High trading volumes and increased delivery participation indicated genuine investor interest amid sectoral headwinds. The strong intraday surge on 20 February capped a three-day rally, highlighting renewed momentum. However, the downgrade to a Hold rating by MarketsMOJO and mixed technical indicators suggest investors should remain vigilant and monitor key support and resistance levels closely.

Hindalco’s long-term returns continue to outpace the Sensex significantly, reinforcing its status as a leading large-cap stock in the non-ferrous metals sector. The interplay of valuation improvements, technical consolidation, and active market participation frames a complex but cautiously optimistic outlook for the near term.

Conclusion

The week’s developments for Hindalco Industries Ltd reflect a stock navigating a transitional phase marked by valuation attractiveness, mixed technical momentum, and active market engagement. While short-term bearish pressures and elevated put option activity signal caution, the stock’s strong fundamental base and recent price resilience underpin its continued relevance in the metals sector.

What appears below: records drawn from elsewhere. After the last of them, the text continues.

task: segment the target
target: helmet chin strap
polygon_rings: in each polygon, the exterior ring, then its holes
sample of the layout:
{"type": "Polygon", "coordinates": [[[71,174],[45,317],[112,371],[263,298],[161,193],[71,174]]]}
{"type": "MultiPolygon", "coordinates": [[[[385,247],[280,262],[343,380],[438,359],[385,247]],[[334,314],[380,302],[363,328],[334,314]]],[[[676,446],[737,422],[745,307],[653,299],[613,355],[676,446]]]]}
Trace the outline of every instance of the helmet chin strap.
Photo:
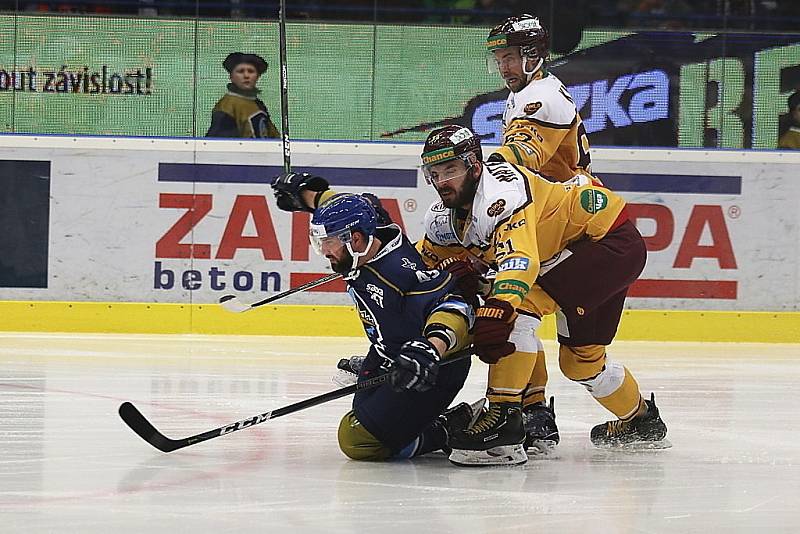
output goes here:
{"type": "Polygon", "coordinates": [[[372,248],[373,241],[374,241],[373,236],[369,236],[367,238],[367,246],[364,249],[364,252],[356,252],[355,250],[353,250],[352,241],[348,241],[347,243],[345,243],[345,246],[347,247],[347,252],[349,252],[350,257],[353,258],[353,264],[350,266],[350,271],[346,275],[344,275],[345,280],[352,280],[353,278],[356,278],[358,276],[358,259],[361,258],[362,256],[367,255],[369,249],[372,248]]]}
{"type": "Polygon", "coordinates": [[[522,72],[527,77],[528,80],[527,83],[531,82],[533,77],[536,75],[537,72],[539,72],[542,69],[542,65],[544,64],[544,60],[542,58],[539,58],[539,61],[536,62],[536,66],[533,67],[533,70],[528,72],[527,70],[525,70],[525,66],[528,64],[529,59],[530,58],[528,58],[528,56],[522,56],[522,72]]]}

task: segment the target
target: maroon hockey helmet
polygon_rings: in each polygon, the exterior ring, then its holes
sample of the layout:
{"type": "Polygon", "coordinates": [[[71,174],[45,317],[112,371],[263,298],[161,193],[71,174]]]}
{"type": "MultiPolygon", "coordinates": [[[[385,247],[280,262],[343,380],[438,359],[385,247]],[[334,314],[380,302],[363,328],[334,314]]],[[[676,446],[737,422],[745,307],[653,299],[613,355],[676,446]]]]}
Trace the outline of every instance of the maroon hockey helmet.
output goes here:
{"type": "Polygon", "coordinates": [[[451,124],[433,130],[422,149],[422,171],[431,183],[430,168],[452,159],[461,159],[469,166],[483,160],[481,140],[465,126],[451,124]]]}
{"type": "Polygon", "coordinates": [[[509,46],[518,46],[525,57],[546,61],[550,34],[539,23],[539,17],[528,14],[509,17],[489,31],[486,47],[494,52],[509,46]]]}

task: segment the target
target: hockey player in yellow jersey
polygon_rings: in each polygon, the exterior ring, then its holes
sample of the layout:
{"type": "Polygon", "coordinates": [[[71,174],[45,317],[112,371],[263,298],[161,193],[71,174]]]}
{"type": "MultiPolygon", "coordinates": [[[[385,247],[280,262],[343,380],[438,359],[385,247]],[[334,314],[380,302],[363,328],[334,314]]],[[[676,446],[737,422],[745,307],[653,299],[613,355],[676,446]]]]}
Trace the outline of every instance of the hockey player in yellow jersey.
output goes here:
{"type": "Polygon", "coordinates": [[[549,35],[533,15],[510,17],[486,40],[490,71],[509,89],[503,145],[488,161],[507,161],[564,182],[589,170],[589,140],[561,80],[547,71],[549,35]]]}
{"type": "MultiPolygon", "coordinates": [[[[460,126],[431,132],[422,162],[441,198],[426,215],[423,256],[445,267],[466,263],[447,258],[477,259],[497,272],[474,328],[476,352],[490,364],[489,410],[452,436],[451,461],[526,461],[523,395],[541,351],[539,318],[555,309],[562,372],[617,417],[593,428],[592,442],[667,446],[654,399],[606,354],[647,257],[625,201],[588,175],[555,183],[511,163],[483,163],[477,136],[460,126]]],[[[470,285],[468,269],[455,271],[470,285]]]]}
{"type": "MultiPolygon", "coordinates": [[[[589,140],[564,84],[547,71],[549,34],[533,15],[510,17],[489,32],[487,65],[509,89],[503,145],[489,162],[507,161],[565,182],[591,163],[589,140]]],[[[595,180],[602,185],[599,180],[595,180]]],[[[538,290],[538,288],[535,288],[538,290]]],[[[553,398],[545,402],[547,365],[538,352],[523,401],[526,448],[546,451],[559,441],[553,398]]]]}

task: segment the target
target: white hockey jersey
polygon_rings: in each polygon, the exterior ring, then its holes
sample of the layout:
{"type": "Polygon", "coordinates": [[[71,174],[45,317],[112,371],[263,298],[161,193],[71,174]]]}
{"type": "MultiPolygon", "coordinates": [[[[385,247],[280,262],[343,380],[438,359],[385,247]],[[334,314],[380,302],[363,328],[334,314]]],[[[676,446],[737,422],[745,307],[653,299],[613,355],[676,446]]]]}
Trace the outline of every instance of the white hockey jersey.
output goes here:
{"type": "Polygon", "coordinates": [[[518,93],[503,112],[503,159],[566,181],[590,168],[589,140],[569,92],[544,72],[518,93]]]}

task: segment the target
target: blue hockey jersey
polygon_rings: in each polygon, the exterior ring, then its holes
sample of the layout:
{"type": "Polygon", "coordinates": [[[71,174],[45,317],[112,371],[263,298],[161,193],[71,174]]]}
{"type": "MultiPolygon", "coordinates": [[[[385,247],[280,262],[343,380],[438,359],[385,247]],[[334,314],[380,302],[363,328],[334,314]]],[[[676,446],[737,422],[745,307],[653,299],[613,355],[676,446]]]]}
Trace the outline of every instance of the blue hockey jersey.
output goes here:
{"type": "MultiPolygon", "coordinates": [[[[447,271],[428,270],[417,249],[395,224],[378,228],[378,254],[346,279],[364,331],[375,351],[392,360],[426,325],[444,324],[454,335],[450,350],[466,346],[474,311],[454,294],[447,271]]],[[[387,362],[388,363],[388,362],[387,362]]]]}

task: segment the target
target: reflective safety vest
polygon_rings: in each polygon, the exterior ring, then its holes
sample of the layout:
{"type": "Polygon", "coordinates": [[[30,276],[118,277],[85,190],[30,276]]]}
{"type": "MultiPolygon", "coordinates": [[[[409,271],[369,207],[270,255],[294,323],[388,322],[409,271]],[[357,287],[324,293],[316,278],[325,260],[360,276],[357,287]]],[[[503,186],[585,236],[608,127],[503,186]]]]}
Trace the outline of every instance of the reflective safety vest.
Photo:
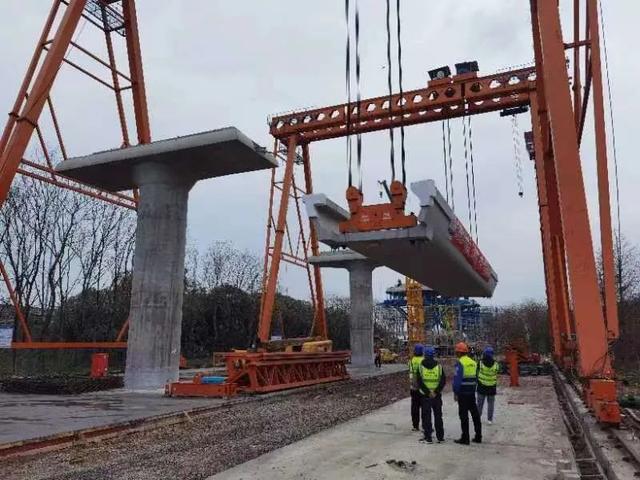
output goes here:
{"type": "Polygon", "coordinates": [[[498,362],[493,362],[493,365],[487,367],[484,363],[480,362],[480,370],[478,371],[478,382],[485,387],[495,387],[498,384],[498,371],[500,367],[498,362]]]}
{"type": "Polygon", "coordinates": [[[411,389],[418,389],[418,370],[420,369],[420,364],[422,363],[422,359],[424,357],[413,356],[409,360],[409,382],[411,382],[411,389]]]}
{"type": "Polygon", "coordinates": [[[471,395],[476,393],[476,372],[478,365],[468,355],[464,355],[458,359],[462,365],[462,383],[460,384],[460,393],[463,395],[471,395]]]}
{"type": "MultiPolygon", "coordinates": [[[[433,368],[427,368],[420,364],[420,377],[422,377],[422,383],[424,383],[424,386],[433,392],[438,388],[438,385],[440,385],[440,378],[442,378],[442,365],[438,364],[433,368]]],[[[427,393],[422,389],[420,389],[420,392],[423,395],[426,395],[427,393]]]]}

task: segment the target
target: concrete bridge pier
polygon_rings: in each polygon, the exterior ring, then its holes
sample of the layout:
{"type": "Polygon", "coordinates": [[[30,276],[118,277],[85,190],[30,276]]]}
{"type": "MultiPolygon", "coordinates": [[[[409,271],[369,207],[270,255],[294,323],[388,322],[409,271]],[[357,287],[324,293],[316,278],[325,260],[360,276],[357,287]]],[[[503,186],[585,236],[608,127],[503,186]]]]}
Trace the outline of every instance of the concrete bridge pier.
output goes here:
{"type": "Polygon", "coordinates": [[[177,381],[182,334],[187,204],[194,181],[166,165],[143,163],[125,387],[157,388],[177,381]]]}
{"type": "Polygon", "coordinates": [[[309,262],[325,268],[345,268],[349,272],[349,337],[351,365],[370,367],[373,353],[373,290],[371,277],[375,262],[351,250],[322,252],[309,262]]]}
{"type": "Polygon", "coordinates": [[[189,190],[198,180],[276,165],[264,148],[229,127],[74,158],[57,167],[102,190],[139,189],[127,389],[158,389],[178,379],[189,190]]]}

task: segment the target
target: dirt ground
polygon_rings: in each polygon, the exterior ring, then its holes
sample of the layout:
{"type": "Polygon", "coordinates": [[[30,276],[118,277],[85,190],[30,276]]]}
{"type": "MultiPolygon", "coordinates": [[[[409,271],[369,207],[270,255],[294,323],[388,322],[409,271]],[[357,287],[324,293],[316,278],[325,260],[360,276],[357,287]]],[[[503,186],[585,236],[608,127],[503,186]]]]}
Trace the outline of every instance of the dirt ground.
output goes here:
{"type": "Polygon", "coordinates": [[[404,372],[331,384],[223,407],[190,424],[3,461],[0,478],[204,479],[406,396],[404,372]]]}

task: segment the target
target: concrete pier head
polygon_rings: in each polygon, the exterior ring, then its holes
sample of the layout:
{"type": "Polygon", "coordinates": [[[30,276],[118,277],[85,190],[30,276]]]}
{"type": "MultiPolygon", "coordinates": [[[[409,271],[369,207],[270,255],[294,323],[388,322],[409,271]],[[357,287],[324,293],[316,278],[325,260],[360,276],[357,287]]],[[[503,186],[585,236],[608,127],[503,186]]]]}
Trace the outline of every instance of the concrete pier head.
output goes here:
{"type": "Polygon", "coordinates": [[[351,250],[322,252],[311,257],[310,263],[349,271],[351,365],[368,367],[374,363],[373,353],[373,290],[371,275],[378,266],[351,250]]]}
{"type": "Polygon", "coordinates": [[[273,168],[270,154],[231,127],[68,160],[58,172],[119,191],[138,188],[125,387],[178,379],[189,191],[200,179],[273,168]]]}

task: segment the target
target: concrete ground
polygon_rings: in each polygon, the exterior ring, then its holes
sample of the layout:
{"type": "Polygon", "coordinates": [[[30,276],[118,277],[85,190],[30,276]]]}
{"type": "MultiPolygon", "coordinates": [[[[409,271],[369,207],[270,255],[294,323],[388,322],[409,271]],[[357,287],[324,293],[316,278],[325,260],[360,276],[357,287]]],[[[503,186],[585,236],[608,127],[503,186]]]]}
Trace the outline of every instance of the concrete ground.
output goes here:
{"type": "Polygon", "coordinates": [[[556,462],[572,461],[572,450],[551,378],[521,381],[518,389],[500,389],[496,422],[483,425],[482,445],[453,443],[460,435],[457,405],[451,393],[446,393],[444,444],[419,443],[421,435],[410,429],[410,400],[405,399],[209,480],[552,479],[556,462]],[[405,463],[389,464],[390,460],[405,463]]]}
{"type": "MultiPolygon", "coordinates": [[[[350,368],[349,371],[352,378],[365,378],[405,368],[403,364],[394,364],[383,365],[382,369],[350,368]]],[[[278,394],[283,392],[271,395],[278,394]]],[[[219,398],[168,398],[163,390],[118,389],[80,395],[0,393],[0,445],[227,402],[219,398]]]]}

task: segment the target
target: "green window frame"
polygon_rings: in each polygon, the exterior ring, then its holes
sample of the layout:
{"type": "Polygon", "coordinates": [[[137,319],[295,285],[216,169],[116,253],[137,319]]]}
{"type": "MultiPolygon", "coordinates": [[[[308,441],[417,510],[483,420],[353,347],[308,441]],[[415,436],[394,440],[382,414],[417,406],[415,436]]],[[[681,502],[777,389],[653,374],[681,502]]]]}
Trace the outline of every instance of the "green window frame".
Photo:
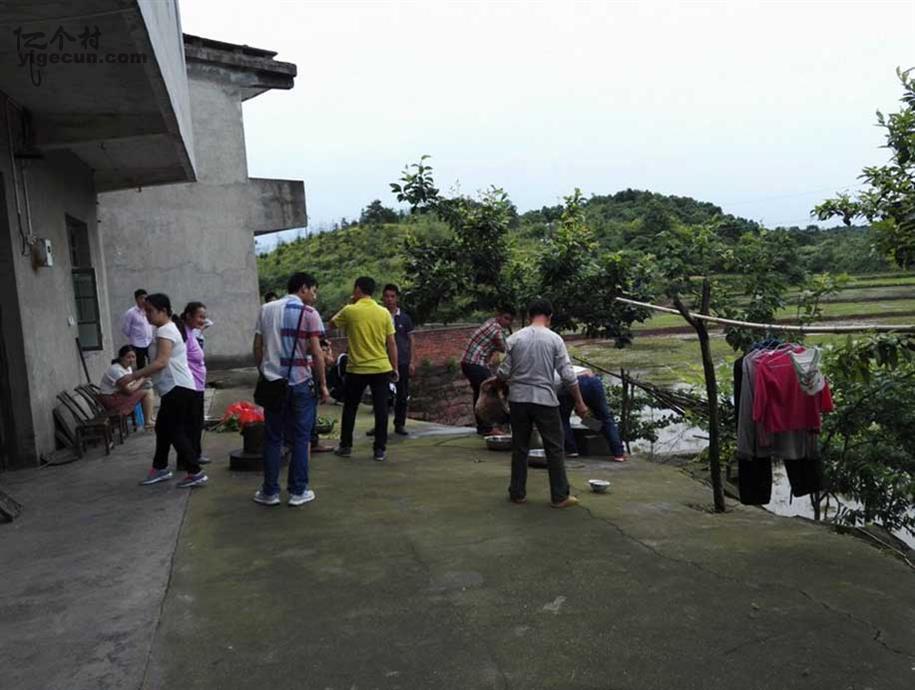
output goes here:
{"type": "Polygon", "coordinates": [[[102,320],[99,317],[95,269],[74,268],[72,275],[79,345],[83,350],[102,350],[102,320]]]}
{"type": "Polygon", "coordinates": [[[92,267],[89,231],[86,224],[67,216],[70,241],[70,275],[76,302],[76,326],[79,346],[84,351],[102,350],[102,317],[98,305],[98,283],[92,267]]]}

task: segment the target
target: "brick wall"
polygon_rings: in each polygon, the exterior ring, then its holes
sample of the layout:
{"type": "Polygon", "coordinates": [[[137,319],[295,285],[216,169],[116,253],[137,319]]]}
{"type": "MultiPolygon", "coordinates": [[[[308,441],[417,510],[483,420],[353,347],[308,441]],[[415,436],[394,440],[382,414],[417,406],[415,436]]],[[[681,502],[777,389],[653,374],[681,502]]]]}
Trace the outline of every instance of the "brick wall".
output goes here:
{"type": "MultiPolygon", "coordinates": [[[[464,348],[479,324],[423,328],[414,331],[409,416],[439,424],[473,425],[470,384],[461,373],[464,348]]],[[[578,339],[566,337],[566,340],[578,339]]],[[[331,337],[334,354],[346,352],[345,337],[331,337]]]]}
{"type": "MultiPolygon", "coordinates": [[[[461,374],[460,362],[477,328],[479,324],[414,331],[416,375],[410,380],[410,417],[456,426],[473,424],[470,384],[461,374]]],[[[345,337],[329,340],[335,355],[346,352],[345,337]]]]}
{"type": "Polygon", "coordinates": [[[460,365],[423,364],[410,380],[410,409],[414,419],[453,426],[473,426],[473,394],[460,365]]]}
{"type": "MultiPolygon", "coordinates": [[[[422,328],[413,331],[413,361],[418,367],[428,361],[431,364],[447,364],[454,360],[460,364],[464,347],[479,324],[422,328]]],[[[346,352],[346,337],[331,337],[334,354],[346,352]]],[[[458,371],[460,375],[460,371],[458,371]]]]}
{"type": "MultiPolygon", "coordinates": [[[[419,328],[413,331],[413,347],[415,348],[413,361],[417,367],[424,361],[431,364],[447,364],[449,360],[454,360],[460,364],[467,341],[479,327],[480,324],[477,323],[419,328]]],[[[563,339],[569,342],[583,338],[578,335],[566,335],[563,336],[563,339]]],[[[330,342],[333,344],[334,354],[339,355],[341,352],[346,352],[345,337],[331,337],[330,342]]],[[[460,375],[461,372],[457,373],[460,375]]]]}

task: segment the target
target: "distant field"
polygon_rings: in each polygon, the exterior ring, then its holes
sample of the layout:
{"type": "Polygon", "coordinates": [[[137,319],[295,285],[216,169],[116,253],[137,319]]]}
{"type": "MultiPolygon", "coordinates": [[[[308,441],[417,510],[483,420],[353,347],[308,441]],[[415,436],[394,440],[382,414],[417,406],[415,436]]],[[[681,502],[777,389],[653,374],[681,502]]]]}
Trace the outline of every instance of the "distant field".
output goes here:
{"type": "Polygon", "coordinates": [[[852,279],[846,286],[846,290],[855,288],[880,288],[880,287],[904,287],[906,285],[915,286],[915,276],[904,275],[898,278],[872,278],[868,280],[852,279]]]}
{"type": "MultiPolygon", "coordinates": [[[[791,300],[797,300],[797,293],[789,294],[791,300]]],[[[835,295],[829,295],[823,302],[874,302],[879,300],[915,299],[915,284],[883,285],[880,287],[850,287],[835,295]]]]}
{"type": "MultiPolygon", "coordinates": [[[[789,293],[789,302],[796,299],[797,292],[789,293]]],[[[895,273],[854,277],[843,290],[824,300],[821,309],[824,320],[880,319],[886,323],[915,323],[915,275],[895,273]],[[904,318],[906,316],[908,319],[904,318]]],[[[782,309],[776,318],[794,319],[796,313],[797,307],[792,305],[782,309]]],[[[658,313],[648,321],[636,324],[634,329],[645,331],[684,326],[679,316],[658,313]]]]}
{"type": "MultiPolygon", "coordinates": [[[[716,280],[730,283],[736,280],[733,275],[718,275],[716,280]]],[[[845,289],[859,287],[894,287],[900,285],[915,285],[915,273],[869,273],[866,275],[850,276],[845,289]]]]}
{"type": "Polygon", "coordinates": [[[915,281],[915,273],[862,273],[861,275],[852,276],[852,281],[857,283],[866,283],[869,281],[875,282],[890,282],[895,285],[899,285],[899,282],[896,281],[915,281]]]}
{"type": "MultiPolygon", "coordinates": [[[[725,277],[725,280],[727,278],[725,277]]],[[[791,296],[789,296],[789,300],[791,296]]],[[[822,305],[826,319],[875,321],[884,324],[915,324],[915,274],[887,273],[853,277],[845,289],[822,305]]],[[[796,307],[783,309],[779,319],[792,319],[796,307]]],[[[619,350],[612,341],[584,341],[569,344],[572,355],[584,357],[598,366],[618,372],[620,368],[659,385],[688,383],[703,385],[699,342],[692,332],[640,335],[646,330],[682,329],[686,323],[675,314],[657,314],[634,326],[635,339],[630,347],[619,350]]],[[[809,345],[843,341],[845,335],[808,336],[809,345]]],[[[718,380],[724,390],[732,381],[732,365],[737,358],[719,332],[712,333],[712,357],[718,380]]]]}
{"type": "MultiPolygon", "coordinates": [[[[823,345],[838,342],[844,335],[809,336],[808,345],[823,345]]],[[[713,335],[712,357],[715,360],[719,383],[728,390],[731,386],[732,369],[738,354],[731,349],[724,337],[713,335]]],[[[629,347],[617,349],[613,341],[586,341],[569,343],[569,354],[583,357],[594,364],[613,372],[621,368],[651,383],[670,386],[675,383],[704,385],[702,361],[699,355],[699,341],[695,336],[636,336],[629,347]]]]}

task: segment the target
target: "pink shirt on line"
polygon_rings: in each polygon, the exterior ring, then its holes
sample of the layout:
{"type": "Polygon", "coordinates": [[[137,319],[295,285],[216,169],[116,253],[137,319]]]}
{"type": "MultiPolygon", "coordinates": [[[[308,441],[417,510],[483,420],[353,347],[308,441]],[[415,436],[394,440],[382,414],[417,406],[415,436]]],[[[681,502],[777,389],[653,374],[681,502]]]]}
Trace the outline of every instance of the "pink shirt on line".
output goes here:
{"type": "Polygon", "coordinates": [[[753,421],[762,424],[767,433],[819,431],[821,414],[832,410],[829,384],[819,393],[807,395],[787,351],[756,360],[753,421]]]}

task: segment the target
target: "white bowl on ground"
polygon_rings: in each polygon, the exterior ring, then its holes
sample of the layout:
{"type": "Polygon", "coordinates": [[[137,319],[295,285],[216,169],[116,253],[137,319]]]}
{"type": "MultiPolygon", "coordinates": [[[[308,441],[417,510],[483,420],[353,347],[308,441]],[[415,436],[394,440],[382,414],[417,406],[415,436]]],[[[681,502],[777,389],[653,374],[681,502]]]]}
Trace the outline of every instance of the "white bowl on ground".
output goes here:
{"type": "Polygon", "coordinates": [[[606,479],[589,479],[588,486],[591,487],[591,491],[596,494],[607,493],[607,489],[610,488],[610,482],[606,479]]]}

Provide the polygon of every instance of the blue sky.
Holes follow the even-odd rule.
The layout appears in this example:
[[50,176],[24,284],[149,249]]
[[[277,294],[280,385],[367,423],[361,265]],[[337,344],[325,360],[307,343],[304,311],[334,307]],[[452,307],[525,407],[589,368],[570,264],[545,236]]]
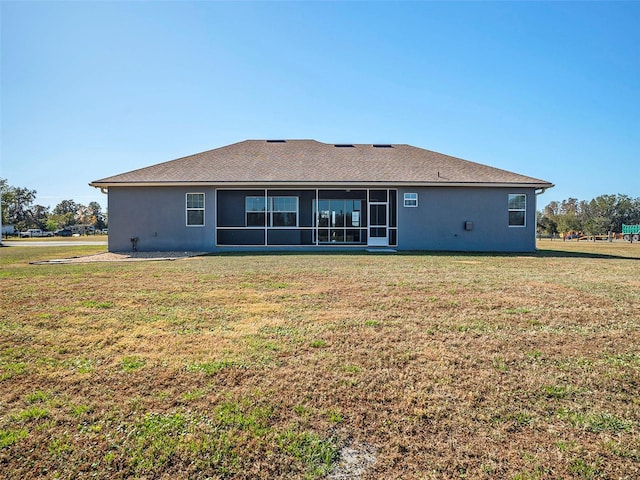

Investors should weigh the improved valuation metrics against the technical signals and sectoral dynamics, maintaining a balanced perspective. The stock’s outperformance relative to the Sensex and sector peers over multiple time frames highlights its growth potential, albeit tempered by the current Hold rating and market volatility. Monitoring upcoming expiry dynamics and sector trends will be key to assessing Hindalco’s trajectory in the weeks ahead.